時代ごとに高年収企業の顔ぶれはどう変わってきたのか。有価証券報告書のデータを基に平均年収ランキングを作成。20年前の2004年、2009年、2014年、2019年の5年ごとのランキングから、高年収企業の特徴や変化についてまとめた。
ランキングではホールディングス化で従業員数の少ない企業を除外するため、単体の従業員数20人以上の会社を対象とした。各企業で社名変更があった場合は、現時点の社名で掲載している。
2004年・2009年時点はメディアが強かった
2004年のランキングでは、上位5社にフジ・メディア・ホールディングス、朝日放送グループホールディングス、日本テレビホールディングスがランクイン、上位10社中の5社をテレビメディアが占めた。この時期、メディア業界は高い利益を上げ、高年収を実現していたことがわかる。

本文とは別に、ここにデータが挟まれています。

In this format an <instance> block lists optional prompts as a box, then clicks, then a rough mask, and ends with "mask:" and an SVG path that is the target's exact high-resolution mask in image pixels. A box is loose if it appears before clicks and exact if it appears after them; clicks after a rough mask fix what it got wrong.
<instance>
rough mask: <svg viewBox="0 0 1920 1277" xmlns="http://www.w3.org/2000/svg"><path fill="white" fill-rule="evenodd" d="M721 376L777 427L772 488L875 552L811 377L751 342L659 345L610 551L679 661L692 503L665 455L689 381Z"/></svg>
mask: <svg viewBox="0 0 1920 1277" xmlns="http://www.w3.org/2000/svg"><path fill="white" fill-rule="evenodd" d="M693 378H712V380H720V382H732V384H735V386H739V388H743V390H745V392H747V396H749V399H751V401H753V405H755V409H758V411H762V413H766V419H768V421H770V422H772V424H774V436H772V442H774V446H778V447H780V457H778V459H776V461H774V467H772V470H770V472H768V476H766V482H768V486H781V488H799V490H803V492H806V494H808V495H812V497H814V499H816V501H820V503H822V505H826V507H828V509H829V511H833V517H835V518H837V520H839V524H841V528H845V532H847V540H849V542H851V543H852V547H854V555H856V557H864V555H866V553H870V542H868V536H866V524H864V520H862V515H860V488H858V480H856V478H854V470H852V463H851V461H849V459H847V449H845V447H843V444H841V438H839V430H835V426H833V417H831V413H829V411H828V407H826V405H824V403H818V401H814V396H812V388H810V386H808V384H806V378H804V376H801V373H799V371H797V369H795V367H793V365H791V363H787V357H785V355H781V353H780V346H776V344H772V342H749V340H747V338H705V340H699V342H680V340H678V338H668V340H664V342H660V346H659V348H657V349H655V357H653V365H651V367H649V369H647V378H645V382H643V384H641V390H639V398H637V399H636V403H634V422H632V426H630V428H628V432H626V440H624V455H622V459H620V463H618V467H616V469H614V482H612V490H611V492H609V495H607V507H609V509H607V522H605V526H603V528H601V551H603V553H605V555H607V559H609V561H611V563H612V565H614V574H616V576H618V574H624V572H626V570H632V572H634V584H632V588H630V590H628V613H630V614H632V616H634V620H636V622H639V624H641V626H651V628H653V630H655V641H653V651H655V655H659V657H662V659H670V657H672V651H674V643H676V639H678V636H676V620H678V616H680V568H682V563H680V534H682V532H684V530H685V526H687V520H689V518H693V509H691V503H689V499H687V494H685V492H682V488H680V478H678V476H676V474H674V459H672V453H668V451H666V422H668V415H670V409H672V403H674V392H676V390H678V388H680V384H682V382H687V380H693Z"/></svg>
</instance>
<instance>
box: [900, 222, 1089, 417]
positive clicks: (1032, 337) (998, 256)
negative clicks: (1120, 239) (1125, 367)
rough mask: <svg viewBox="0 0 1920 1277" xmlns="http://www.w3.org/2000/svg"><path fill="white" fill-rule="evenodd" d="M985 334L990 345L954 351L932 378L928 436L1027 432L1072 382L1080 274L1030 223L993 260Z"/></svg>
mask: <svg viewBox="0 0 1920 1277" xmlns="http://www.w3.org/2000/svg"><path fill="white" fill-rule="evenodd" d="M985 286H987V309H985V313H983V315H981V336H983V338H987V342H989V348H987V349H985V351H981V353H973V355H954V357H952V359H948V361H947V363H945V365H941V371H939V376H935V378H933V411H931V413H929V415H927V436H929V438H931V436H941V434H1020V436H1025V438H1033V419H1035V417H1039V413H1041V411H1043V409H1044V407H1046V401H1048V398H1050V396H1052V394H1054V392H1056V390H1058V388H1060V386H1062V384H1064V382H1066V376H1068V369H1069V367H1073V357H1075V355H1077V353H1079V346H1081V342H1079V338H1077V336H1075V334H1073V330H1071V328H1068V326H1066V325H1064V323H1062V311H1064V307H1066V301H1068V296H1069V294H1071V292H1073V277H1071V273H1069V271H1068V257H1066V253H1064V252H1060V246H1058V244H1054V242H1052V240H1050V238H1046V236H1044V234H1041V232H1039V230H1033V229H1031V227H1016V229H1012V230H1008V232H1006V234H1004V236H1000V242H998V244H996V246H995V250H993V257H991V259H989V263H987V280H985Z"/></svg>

この傾向は2009年時点でも続き、フジ・メディア・ホールディングスが首位を維持していたほか、朝日放送グループホールディングス、TBSホールディングスも3位までに入った。また、総合商社は6位に三井物産、8位に住友商事、9位に三菱商事が入るなど上位にランクインした。金融危機の影響で打撃を受ける企業も多い中で、比較的影響の少なかった業種が上位に並んだ。
2014年のランキングでは、まだテレビ大手も上位に位置しているが、M&Aキャピタルパートナーズが1位に立つなど変動の兆しがみられる。その傾向は2019年のランキングになると顕著で、同社が1位を維持し、平均年収が31.2歳ながら3109万円という驚異的な数値となった。
また、キーエンスが2位にランクインし、平均年収は2000万円を超えた。一方で、2014年まで2位以内に位置していたフジ・メディア・ホールディングスは36位にランクを落とした。新しい高年収企業がメディアを凌駕して定着したのがこの時期だった。
金融業界や総合商社、半導体関連も安定した収益をあげるようになり、高年収ランキングの上位に定着している。過去の高年収ランキングを振り返ると、主役の交代がみられる。企業の年収ランキングは、業界のトレンドや経済状況を反映することから、長い目でみて比較すると、企業の栄枯盛衰がわかる。必ずしも今の高年収企業がトップであり続けるとは限らない。